À Redon, petite ville située entre Nantes et Rennes, sur le fleuve de la Vilaine, il y avait foule samedi 22 février. «On est ici aujourd’hui pour lutter contre les pesticides sur les zones de captage. On retrouve encore des pesticides qui sont interdits et qui ont été épandus il y a plus de 20 ans» expliquent les manifestant-es. Plus de 2.000 personnes sont réunies pour réclamer une eau potable de qualité et l’arrêt de l’empoisonnement de l’environnement par l’agro-industrie.
Quelques chiffres pour rappeler la nécessité vitale d’une telle mobilisation. Selon l’Agence de l’eau Loire-Bretagne, moins de 8% des cours d’eau du bassin de la Vilaine sont en « bon état écologique ». Plus de 9 cours d’eau sur 10 sont donc en mauvais état ! Avec toutes les conséquences que cela comporte pour la faune, la flore et pour les êtes humains.
En avril 2023, l’Agence nationale de sécurité sanitaire de l’alimentation, de l’environnement et du travail, organisme public chargé de contrôler la sécurité des produits de consommation, alertait sur la présence de multiples pesticides dans au moins un tiers de l’eau potable en France. La même agence estimait que les techniques actuelles de traitement de l’eau courante ne sont pas en mesure d’éliminer certains pesticides de l’eau du robinet.
En 2022, une revue scientifique avait récolté l’urine de plusieurs milliers de français, et mesurait que 99,8% des échantillons testés contenaient du glyphosate, un herbicide toxique. Nous sommes donc toutes et tous empoisonné-es.

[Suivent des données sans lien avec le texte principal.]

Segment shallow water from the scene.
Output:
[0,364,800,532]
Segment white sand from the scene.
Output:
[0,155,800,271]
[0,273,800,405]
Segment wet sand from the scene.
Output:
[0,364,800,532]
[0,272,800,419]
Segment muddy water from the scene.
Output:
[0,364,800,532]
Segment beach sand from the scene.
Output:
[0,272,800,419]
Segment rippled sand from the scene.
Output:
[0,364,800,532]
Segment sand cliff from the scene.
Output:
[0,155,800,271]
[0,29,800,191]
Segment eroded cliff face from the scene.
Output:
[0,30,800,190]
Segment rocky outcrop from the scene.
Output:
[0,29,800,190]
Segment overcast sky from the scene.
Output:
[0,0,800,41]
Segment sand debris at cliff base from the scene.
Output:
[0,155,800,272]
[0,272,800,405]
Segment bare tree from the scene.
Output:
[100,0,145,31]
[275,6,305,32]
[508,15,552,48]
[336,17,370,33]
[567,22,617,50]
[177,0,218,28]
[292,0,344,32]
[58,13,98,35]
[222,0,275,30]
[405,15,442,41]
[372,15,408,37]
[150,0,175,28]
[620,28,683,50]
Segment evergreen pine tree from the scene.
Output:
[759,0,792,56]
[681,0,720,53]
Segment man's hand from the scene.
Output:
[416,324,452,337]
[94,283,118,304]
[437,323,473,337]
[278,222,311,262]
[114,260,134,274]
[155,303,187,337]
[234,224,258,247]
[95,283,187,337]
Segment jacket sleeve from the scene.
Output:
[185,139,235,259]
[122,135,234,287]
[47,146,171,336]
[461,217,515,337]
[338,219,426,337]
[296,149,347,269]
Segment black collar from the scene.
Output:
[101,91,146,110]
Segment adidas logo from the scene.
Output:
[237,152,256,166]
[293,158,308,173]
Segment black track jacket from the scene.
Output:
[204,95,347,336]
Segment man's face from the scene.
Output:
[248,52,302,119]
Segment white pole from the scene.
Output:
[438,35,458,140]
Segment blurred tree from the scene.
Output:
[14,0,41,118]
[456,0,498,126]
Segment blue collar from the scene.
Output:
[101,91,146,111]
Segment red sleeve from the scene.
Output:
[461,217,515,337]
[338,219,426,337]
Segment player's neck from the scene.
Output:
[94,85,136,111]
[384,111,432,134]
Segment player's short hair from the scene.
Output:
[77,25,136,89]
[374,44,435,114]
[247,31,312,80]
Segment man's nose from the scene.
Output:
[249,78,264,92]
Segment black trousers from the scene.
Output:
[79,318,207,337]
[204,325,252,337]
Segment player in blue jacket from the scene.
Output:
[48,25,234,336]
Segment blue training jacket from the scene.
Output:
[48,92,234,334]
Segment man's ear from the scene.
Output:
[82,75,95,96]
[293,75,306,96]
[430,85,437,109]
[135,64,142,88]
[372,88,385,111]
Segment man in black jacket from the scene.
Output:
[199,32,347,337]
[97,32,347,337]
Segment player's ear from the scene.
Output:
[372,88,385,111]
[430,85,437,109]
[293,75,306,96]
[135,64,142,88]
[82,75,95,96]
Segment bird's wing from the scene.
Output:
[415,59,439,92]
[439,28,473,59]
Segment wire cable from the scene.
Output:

La Bretagne, territoire agricole, est particulièrement touchée. La Loire Atlantique est par exemple championne des pesticides. On y trouve notamment un usage important d’un produit chimique surpuissant et hautement toxique appelé métam-sodium, utilisé pour faire pousser la mâche, la salade locale. Un produit qui a empoisonné des riverains et des ouvriers agricoles ces dernières années. Cette substance est plus nocive que le glyphosate, qui ne tue que les mauvaises herbes : son but est de tuer toute vie dans le sol. Les gros agriculteurs, poids lourds économiques locaux, qui ont une influence énorme, ont longtemps obtenu le maintien de son autorisation.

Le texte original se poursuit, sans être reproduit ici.